Graphic Tape Played in Court as McAllister Tries to Toss Plea Deal | Off Message

Graphic Tape Played in Court as McAllister Tries to Toss Plea Deal


  • File: Pool Photo/Gregory J. Lamoureux/County Courier
  • Norm McAllister in court in January
Former state senator Norm McAllister showed no emotion in court Friday as prosecutors played a graphic tape of a telephone conversation between him and his alleged victim in a sex-for-rent case.

During the 30-minute recording, the woman, a former farmhand at his Highgate dairy farm, sobs as she recounts a painful encounter with McAllister involving anal sex and another sex act. She asks him to agree not to seek that kind of sex from her in the future.
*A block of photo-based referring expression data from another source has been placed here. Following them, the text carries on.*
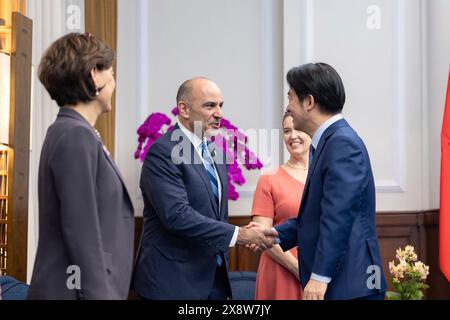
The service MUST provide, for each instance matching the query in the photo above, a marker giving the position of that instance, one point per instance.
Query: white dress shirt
(197, 142)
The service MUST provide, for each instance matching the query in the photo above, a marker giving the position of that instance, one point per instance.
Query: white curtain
(51, 20)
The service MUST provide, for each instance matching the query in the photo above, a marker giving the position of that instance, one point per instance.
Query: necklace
(296, 167)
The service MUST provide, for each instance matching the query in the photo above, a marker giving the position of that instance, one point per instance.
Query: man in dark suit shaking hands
(335, 231)
(183, 250)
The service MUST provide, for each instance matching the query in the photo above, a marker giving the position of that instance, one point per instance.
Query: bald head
(186, 90)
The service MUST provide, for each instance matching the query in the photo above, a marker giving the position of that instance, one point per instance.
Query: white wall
(51, 20)
(162, 43)
(394, 60)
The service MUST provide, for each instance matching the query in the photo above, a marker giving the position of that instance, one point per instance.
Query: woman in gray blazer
(86, 220)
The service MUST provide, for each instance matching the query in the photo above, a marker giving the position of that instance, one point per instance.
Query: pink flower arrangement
(233, 144)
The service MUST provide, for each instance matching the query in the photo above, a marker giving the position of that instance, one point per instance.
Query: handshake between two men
(257, 237)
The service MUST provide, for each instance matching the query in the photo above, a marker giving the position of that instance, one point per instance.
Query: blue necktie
(209, 166)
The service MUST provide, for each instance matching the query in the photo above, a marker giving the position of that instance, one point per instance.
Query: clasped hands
(257, 237)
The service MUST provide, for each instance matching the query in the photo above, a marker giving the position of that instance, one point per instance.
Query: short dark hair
(185, 91)
(322, 82)
(66, 65)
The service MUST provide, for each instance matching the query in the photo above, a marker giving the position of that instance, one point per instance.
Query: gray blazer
(86, 218)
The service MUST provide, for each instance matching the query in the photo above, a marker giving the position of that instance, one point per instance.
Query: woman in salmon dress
(277, 199)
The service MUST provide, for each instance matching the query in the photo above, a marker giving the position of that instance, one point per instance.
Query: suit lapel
(322, 142)
(195, 161)
(222, 170)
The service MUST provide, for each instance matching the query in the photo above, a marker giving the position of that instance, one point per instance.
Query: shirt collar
(196, 141)
(318, 134)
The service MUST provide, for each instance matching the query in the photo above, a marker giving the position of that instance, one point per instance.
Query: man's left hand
(314, 290)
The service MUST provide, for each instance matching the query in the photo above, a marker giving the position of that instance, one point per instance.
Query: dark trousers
(219, 290)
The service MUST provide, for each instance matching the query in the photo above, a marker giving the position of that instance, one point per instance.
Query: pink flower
(231, 144)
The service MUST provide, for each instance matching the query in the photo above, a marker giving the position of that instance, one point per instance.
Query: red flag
(444, 212)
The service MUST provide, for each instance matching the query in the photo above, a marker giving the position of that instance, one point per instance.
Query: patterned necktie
(311, 154)
(209, 166)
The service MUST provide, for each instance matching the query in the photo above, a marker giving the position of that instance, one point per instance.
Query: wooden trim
(101, 21)
(9, 6)
(19, 154)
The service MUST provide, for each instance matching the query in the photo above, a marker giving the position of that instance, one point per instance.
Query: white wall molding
(49, 23)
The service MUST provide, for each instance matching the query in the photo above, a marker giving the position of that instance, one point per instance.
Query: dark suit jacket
(335, 230)
(183, 226)
(85, 216)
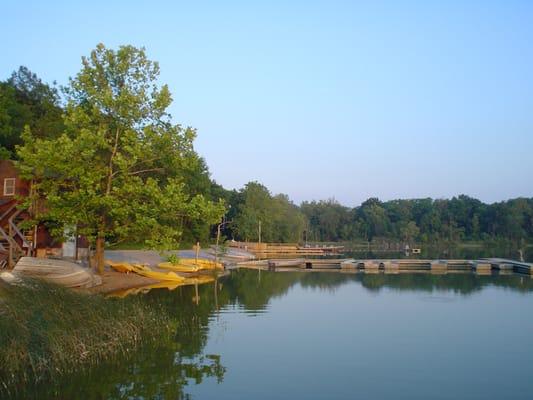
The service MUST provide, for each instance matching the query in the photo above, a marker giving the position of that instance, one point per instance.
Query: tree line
(461, 218)
(110, 162)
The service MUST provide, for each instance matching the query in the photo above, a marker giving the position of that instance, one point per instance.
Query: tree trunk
(100, 253)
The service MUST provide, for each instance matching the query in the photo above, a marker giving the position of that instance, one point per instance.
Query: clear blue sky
(321, 99)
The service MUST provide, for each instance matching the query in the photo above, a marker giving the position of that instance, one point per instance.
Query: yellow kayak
(199, 280)
(202, 263)
(162, 276)
(179, 267)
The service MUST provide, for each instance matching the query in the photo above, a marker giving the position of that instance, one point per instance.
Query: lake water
(330, 335)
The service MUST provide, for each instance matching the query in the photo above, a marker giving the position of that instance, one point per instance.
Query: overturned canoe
(61, 272)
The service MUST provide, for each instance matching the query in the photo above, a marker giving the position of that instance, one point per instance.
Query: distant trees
(26, 100)
(280, 219)
(460, 218)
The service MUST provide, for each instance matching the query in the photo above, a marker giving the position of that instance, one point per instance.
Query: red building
(16, 239)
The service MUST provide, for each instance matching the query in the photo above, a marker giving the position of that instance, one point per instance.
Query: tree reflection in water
(163, 369)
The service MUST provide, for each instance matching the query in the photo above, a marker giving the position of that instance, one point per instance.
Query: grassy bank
(46, 330)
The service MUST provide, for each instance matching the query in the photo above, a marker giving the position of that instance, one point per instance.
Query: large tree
(115, 171)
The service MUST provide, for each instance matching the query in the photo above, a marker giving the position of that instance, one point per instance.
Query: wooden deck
(481, 266)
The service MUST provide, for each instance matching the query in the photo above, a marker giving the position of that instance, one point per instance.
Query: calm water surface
(315, 335)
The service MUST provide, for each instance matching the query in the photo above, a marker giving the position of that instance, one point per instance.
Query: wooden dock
(278, 250)
(480, 266)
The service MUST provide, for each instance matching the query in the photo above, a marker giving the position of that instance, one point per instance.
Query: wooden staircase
(15, 240)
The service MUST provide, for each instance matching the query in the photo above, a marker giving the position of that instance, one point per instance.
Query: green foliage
(460, 218)
(64, 328)
(26, 100)
(281, 220)
(116, 171)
"I know I was basically forcing you to do something you didn't want to do," McAllister allegedly tells the woman at one point in the recorded conversation.

Prosecutors played the recording at Vermont Superior Court in St. Albans as McAllister's new legal team attempted to convince Judge Martin Maley to vacate a plea deal the former lawmaker agreed to last month in the sex case.

McAllister said his then-lawyers pressured him into accepting the deal, under which he pleaded no contest to two counts of prohibited acts and a felony lewd and lascivious charge, which prosecutors agreed to reduce from sexual assault. The lewd and lascivious charge carries a sentence of up to seven years in prison, while a sex assault conviction carries a maximum sentence of life in prison.

McAllister's former lawyers, Brooks McArthur and David Williams, testified Friday that they believed the plea deal was the best offer that they could hope for in light of the tape, which was set to be introduced as evidence.

Maley did not decide the matter Friday after more than three hours of testimony, but indicated he would issue a written opinion. It won't come for at least two weeks. The judge gave McAllister's new lawyer, Bob Katims, time to write a memorandum outlining the reasons for the motion to vacate; and also granted time for deputy state's attorney John Lavoie to respond.

Katims objected to the tape being played in court, saying it was not relevant. The judge allowed it to be played after Lavoie argued it was central to the question of whether or not McArthur and Williams provided good legal counsel.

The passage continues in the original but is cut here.